In a systematic review and meta-analysis, Lee and Grewal (2012) examined if MM spacers actually reduce the risk of synechiae following ESS. The Preferred Reporting of Items for Systematic Reviews and Meta-Analyses (PRISMA) guidelines was used for reporting this review of RCT evaluating the effectiveness of MM spacers compared to no spacers in patients undergoing ESS. Where appropriate, a meta-analysis on outcome data using a random effects model was performed. A total of 8 RCTs were included in this systematic review. A pooled analysis on relevant trials found a non-significant trend favoring MM spacers compared to no spacers for the prevention of synechiae following ESS (relative risk [RR], 0.40; 95 % confidence interval [CI]: 0.14 to 1.12).
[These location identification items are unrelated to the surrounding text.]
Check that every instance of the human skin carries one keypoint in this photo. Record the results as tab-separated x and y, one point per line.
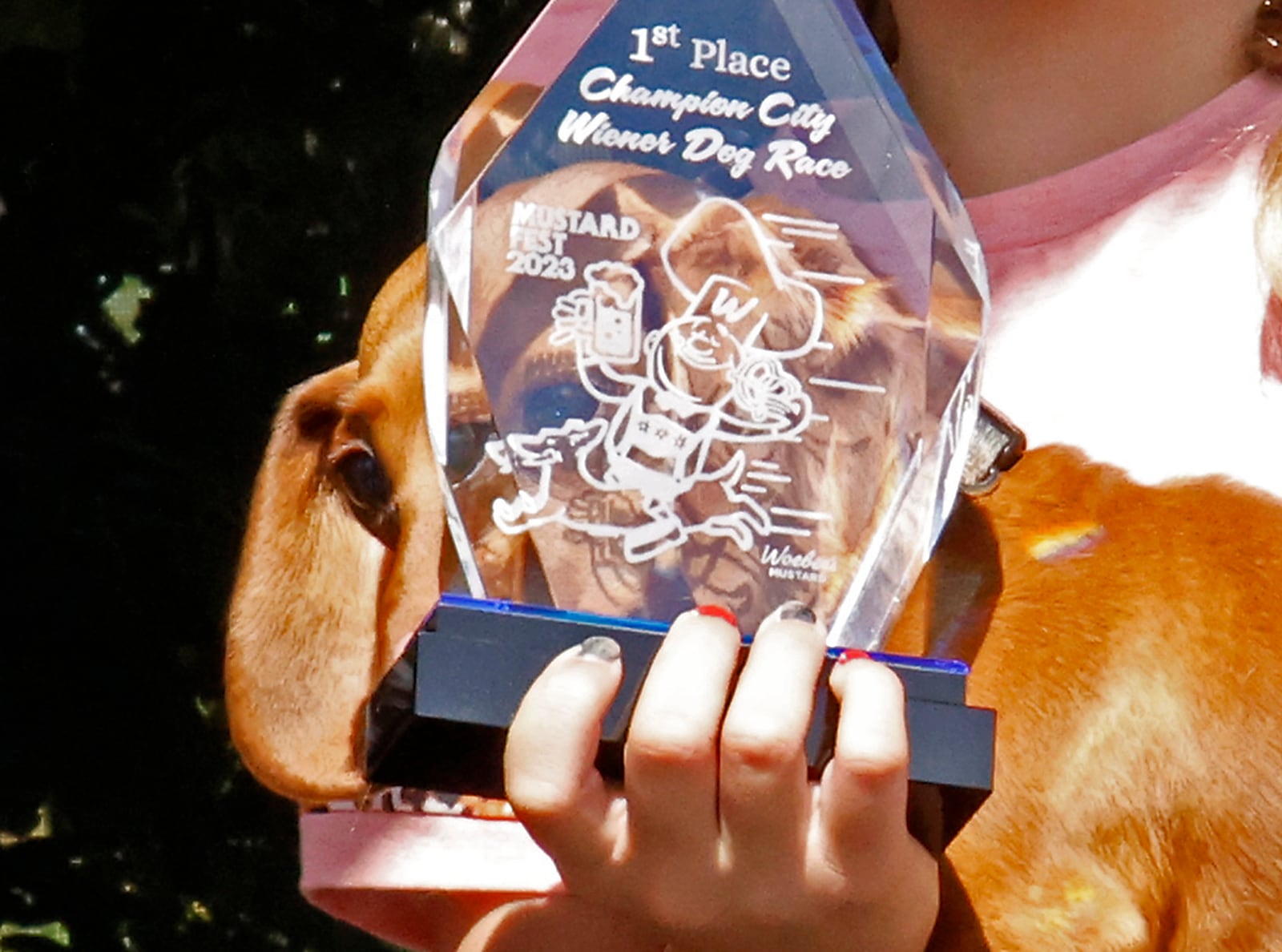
1008	93
718	842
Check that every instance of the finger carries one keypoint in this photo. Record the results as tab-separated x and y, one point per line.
764	796
863	794
671	755
559	924
551	748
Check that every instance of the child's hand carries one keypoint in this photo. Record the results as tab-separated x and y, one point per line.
717	841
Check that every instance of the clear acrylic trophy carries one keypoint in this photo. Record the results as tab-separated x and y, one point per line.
704	329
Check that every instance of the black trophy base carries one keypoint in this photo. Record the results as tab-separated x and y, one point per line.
440	717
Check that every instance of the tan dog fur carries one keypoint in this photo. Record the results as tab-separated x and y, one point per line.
1128	636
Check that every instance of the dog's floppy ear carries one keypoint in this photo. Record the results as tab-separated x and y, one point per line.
301	646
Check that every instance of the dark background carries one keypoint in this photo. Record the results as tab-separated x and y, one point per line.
254	170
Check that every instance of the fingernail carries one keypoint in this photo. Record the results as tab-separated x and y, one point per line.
792	611
796	611
716	611
600	647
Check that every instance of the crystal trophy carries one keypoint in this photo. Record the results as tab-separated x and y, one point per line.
704	329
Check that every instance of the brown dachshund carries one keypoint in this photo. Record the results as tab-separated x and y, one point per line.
1130	638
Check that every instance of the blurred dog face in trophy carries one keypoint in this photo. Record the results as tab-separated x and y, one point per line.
1127	635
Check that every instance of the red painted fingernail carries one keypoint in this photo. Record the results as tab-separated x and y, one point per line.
716	611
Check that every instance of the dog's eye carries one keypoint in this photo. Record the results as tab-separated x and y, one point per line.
553	405
369	490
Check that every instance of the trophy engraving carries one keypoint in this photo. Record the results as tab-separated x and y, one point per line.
717	312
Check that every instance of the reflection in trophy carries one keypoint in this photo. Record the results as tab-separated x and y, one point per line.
704	386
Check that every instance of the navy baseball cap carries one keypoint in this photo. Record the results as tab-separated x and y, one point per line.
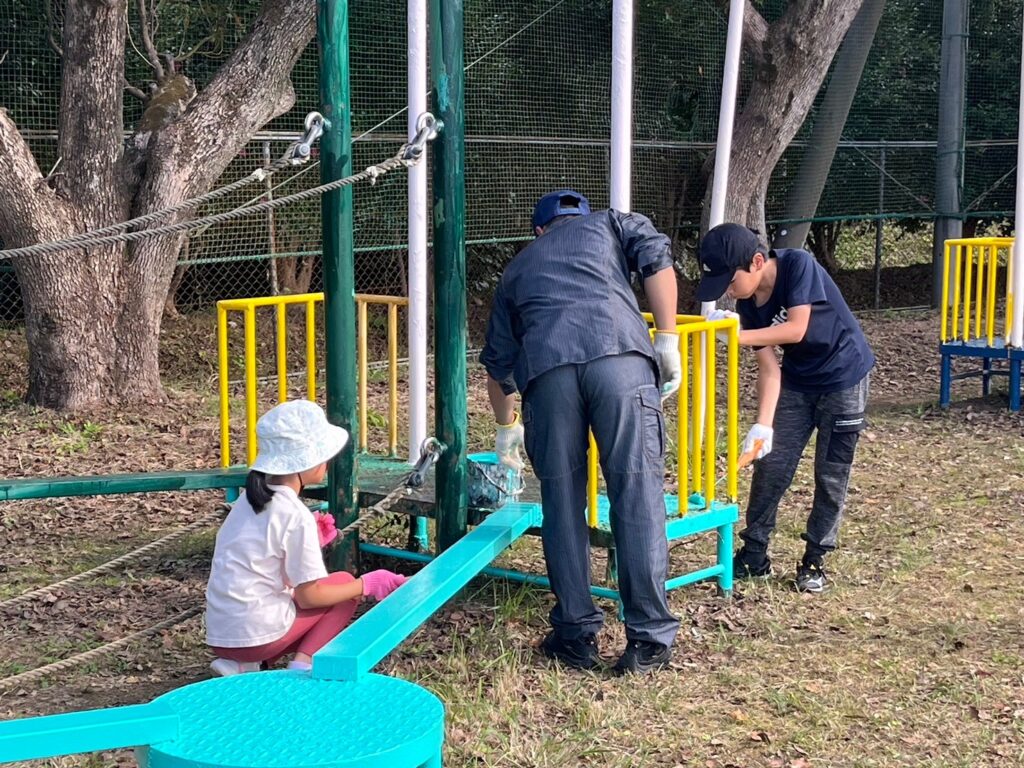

Sub-group analysis suggested that non-absorbable spacers (NAS) may be more effective than absorbable spacers (AS) for reducing the risk of synechiae compared to no spacers. The authors concluded that MM spacers may be more effective than no spacers for the prevention of synechiae following ESS, especially when employing the use of an NAS. However, the authors noted that significant heterogeneity was observed among included trials and future studies are needed to further validate these findings.
In summary, a variety of implants/spacers (e.g., the Propel™ sinus implant, the Relieva Stratus™ MicroFlow spacer, and the Sinu-Foam™ spacer) have been employed to maintain patency of the sinuses and deliver local steroids with varying success in the reported literature. However, the available studies have significant heterogeneity in this outcome. There remains a continued debate on whether these devices actually improve the health outcomes following ESS.